Doug was patient, kind, and quiet. Though in his own work his was very technical, he was always drawn to literary hypertext and, in the early years, sometimes pulled me aside to ask thoughtful questions about my own work and about papers by Moulthrop & Kaplan or Joyce & Bolter. These questions were always private and for his own instruction; he seldom or never joined conference Q&A sessions. His early papers on computer-supported collaboration are milestones, but Doug was never a facile writer and, considering his enormous influence, his body of papers is remarkably slender. Though teaching was not part of his job, he trained generations of scientists and engineers who have gone on to define computer science and to create the computing ecology we know today.

Doug keynoted the first hypertext conference in 1987, where he received a standing ovation, and was for years a frequent attendee. His NLS/Augment system was the direct inspiration for many of the early hypertext tools, and his courageous embrace of the goal of augmenting human intellect inspirited a community eager to use knowledge and technology to improve the word.

Jul 13 1 2013

Borderlands

This lavishly-produced, big-budget game is reasonable fun. The writing is sometimes not bad, and the art direction is superb and, if you ignore some silly gore and toilet humor, reasonably sophisticated. At times, the Borderlands world shows glimpses of history and depth — not nearly enough to bear the weight of the game, but it’s better than I’ve come to expect.

Most of the fun is tactical — dodging and vanquishing lots of bad guys. These can be both interesting and challenging. The computer’s tactics are much better, for example, than they were in City of Heroes. Unfortunately, nobody on the development team seems to have heard of flanking fire, so patience and keeping your head down are recipes for success.
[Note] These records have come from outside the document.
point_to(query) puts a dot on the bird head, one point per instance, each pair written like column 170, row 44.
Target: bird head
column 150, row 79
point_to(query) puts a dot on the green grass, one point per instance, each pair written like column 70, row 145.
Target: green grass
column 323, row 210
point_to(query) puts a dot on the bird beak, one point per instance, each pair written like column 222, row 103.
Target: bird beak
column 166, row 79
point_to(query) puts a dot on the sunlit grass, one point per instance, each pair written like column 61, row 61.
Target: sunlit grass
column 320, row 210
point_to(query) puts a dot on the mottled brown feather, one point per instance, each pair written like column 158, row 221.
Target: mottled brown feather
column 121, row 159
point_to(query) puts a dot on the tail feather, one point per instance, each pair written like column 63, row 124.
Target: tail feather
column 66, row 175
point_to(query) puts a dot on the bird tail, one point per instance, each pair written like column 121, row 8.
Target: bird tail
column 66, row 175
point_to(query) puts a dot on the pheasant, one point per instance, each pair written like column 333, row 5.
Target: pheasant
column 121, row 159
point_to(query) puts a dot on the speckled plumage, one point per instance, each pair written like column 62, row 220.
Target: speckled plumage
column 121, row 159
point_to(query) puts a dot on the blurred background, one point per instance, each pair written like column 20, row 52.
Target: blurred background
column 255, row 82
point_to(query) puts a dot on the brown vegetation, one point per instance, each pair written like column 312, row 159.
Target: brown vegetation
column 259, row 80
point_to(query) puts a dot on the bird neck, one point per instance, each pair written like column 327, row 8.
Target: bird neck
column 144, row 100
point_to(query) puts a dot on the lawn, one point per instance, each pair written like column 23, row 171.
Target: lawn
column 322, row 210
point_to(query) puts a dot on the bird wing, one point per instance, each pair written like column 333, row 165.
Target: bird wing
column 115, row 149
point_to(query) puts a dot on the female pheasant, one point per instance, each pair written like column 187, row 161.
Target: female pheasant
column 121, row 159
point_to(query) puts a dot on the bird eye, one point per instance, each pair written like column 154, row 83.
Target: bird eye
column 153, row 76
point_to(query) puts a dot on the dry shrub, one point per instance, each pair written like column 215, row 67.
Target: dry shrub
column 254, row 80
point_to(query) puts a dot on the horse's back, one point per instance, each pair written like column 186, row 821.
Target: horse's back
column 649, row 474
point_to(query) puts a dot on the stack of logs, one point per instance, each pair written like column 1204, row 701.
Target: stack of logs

There’s lots of good voice acting. Unfortunately, the developers don’t understand that we don’t need to hear the same taunts a thousand times. Why not diminish the frequency of these interjections gradually over time? The same goes for local color: the car vendor Scooter is amusing the first dozen times, but after that he’s just a boring vending machine. (The “stores” are actually rendered as old-fashioned coke machines that dispense game gear, a clever bit of self-deprecation.)
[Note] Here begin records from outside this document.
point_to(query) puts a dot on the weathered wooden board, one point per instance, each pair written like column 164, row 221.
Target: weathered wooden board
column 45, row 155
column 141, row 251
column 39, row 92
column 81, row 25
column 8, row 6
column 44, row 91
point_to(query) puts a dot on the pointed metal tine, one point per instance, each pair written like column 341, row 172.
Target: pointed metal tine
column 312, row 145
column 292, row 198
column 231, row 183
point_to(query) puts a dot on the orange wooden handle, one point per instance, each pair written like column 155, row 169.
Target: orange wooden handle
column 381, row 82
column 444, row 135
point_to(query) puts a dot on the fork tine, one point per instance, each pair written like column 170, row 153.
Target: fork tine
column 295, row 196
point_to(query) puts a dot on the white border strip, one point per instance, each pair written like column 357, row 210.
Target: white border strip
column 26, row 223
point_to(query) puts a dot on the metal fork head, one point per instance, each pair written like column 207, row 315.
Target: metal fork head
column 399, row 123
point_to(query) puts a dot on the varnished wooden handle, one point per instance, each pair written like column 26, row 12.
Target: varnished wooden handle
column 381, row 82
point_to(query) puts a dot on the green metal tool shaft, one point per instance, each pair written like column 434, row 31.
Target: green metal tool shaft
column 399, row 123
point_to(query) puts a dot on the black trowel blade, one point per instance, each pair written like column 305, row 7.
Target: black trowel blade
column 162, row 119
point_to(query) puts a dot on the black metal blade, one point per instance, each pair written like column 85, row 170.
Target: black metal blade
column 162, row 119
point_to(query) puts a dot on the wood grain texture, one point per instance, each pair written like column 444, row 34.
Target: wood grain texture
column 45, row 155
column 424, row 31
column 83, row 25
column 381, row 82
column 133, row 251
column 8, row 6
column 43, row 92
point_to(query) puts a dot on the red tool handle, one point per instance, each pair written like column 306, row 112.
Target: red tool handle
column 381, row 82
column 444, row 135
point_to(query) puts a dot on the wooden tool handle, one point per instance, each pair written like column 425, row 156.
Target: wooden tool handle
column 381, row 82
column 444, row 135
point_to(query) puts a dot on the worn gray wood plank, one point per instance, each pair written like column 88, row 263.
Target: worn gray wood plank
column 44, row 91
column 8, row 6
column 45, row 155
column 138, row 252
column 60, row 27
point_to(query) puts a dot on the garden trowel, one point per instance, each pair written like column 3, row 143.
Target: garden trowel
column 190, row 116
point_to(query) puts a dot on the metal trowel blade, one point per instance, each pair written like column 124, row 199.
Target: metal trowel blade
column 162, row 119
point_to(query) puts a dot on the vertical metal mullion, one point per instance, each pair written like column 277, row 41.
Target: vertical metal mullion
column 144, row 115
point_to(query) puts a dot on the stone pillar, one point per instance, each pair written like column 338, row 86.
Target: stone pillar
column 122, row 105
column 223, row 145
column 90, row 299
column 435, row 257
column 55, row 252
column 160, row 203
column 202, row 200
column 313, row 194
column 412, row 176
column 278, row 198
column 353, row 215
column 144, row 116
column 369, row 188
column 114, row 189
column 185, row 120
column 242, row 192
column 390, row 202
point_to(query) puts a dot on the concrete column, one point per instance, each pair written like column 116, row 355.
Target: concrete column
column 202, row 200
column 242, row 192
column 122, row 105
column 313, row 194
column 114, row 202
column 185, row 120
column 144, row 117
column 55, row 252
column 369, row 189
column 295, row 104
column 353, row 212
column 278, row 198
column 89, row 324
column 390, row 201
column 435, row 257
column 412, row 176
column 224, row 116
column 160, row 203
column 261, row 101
The game offers thousands of guns. OK: it’s about shopping. But there are too many varieties, all pretty much alike. Enough is too much. I’m a pretty analytic fellow, but I’ve given up on the stats: I pick up a gun, try it, and if it doesn’t impress me right away I sell the thing.

The developers have marshaled a huge array of narrative resources — corrupt corporations, ecological disaster, frontier violence, alien archaeology — but manage to extract almost no plot. There are hints of depth here — Russian gangsters in ante-bellum Texas? Evil industrial cartels? — but few seem to be pursued and everything tends to peter out. In the end, it’s just another boss battle.